The flagship National Food Security Bill — whose final contours have now emerged —will give 67% of the population, or about 800 million Indians, a legal right to food aid, while in 250 poorest districts of the country, 90% of the people will be covered.
Jammu and Kashmir and the eight
northeast states will also get 90% coverage since these areas are considered vulnerable to "food shocks".
The bill, which provides for fixed amounts of monthly food handouts at less than half their market price, will cost Rs. 1.19 lakh crore annually. So, India will have to increase its spending on food aid by more than a third, given that the current financial year's projected food subsidy bill is Rs. 92,493 crore.
Nearly 62 million tonnes of foodgrains will be required annually, while the government's total current food stocks (as on January 1, 2013) are about 66 million tonnes.
Ironing out last-mile hurdles in the bill, the government has decided to have a single category of beneficiaries, instead of two earlier. By switching to a single category, the government has addressed worries that, in its earlier form, the legislation was unwieldy, difficult to administer and a drag on public finances.

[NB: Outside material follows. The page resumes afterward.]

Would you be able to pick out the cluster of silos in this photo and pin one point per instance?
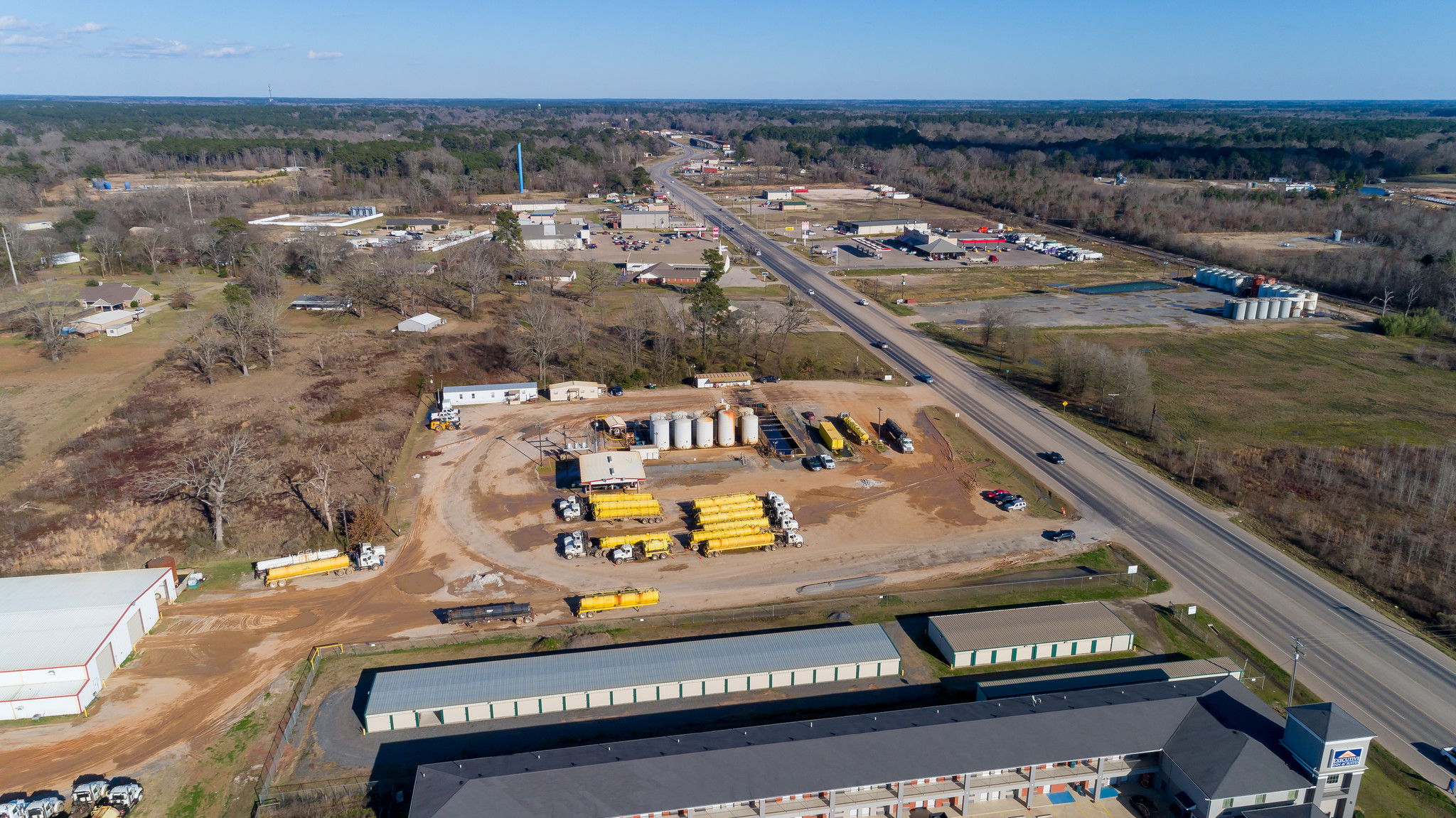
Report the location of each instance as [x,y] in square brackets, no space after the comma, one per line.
[722,427]
[1222,280]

"The bill is unlikely to come in the upcoming Budget session, although it is nearly final," a senior official said, requesting anonymity.
Each entitled household will get 25 kg of rice, wheat or millets at Rs. 3, Rs. 2 and Rs. 1 a month, way below the market price. Parliament’s standing committee on food, expected to submit its recommendations next week, has broadly proposed a similar provisions, although these are non-binding.
While excluding about 33% of the people, who are assumed to be food secure, the bill provides for special entitlements for vulnerable segments, such as pregnant and single women.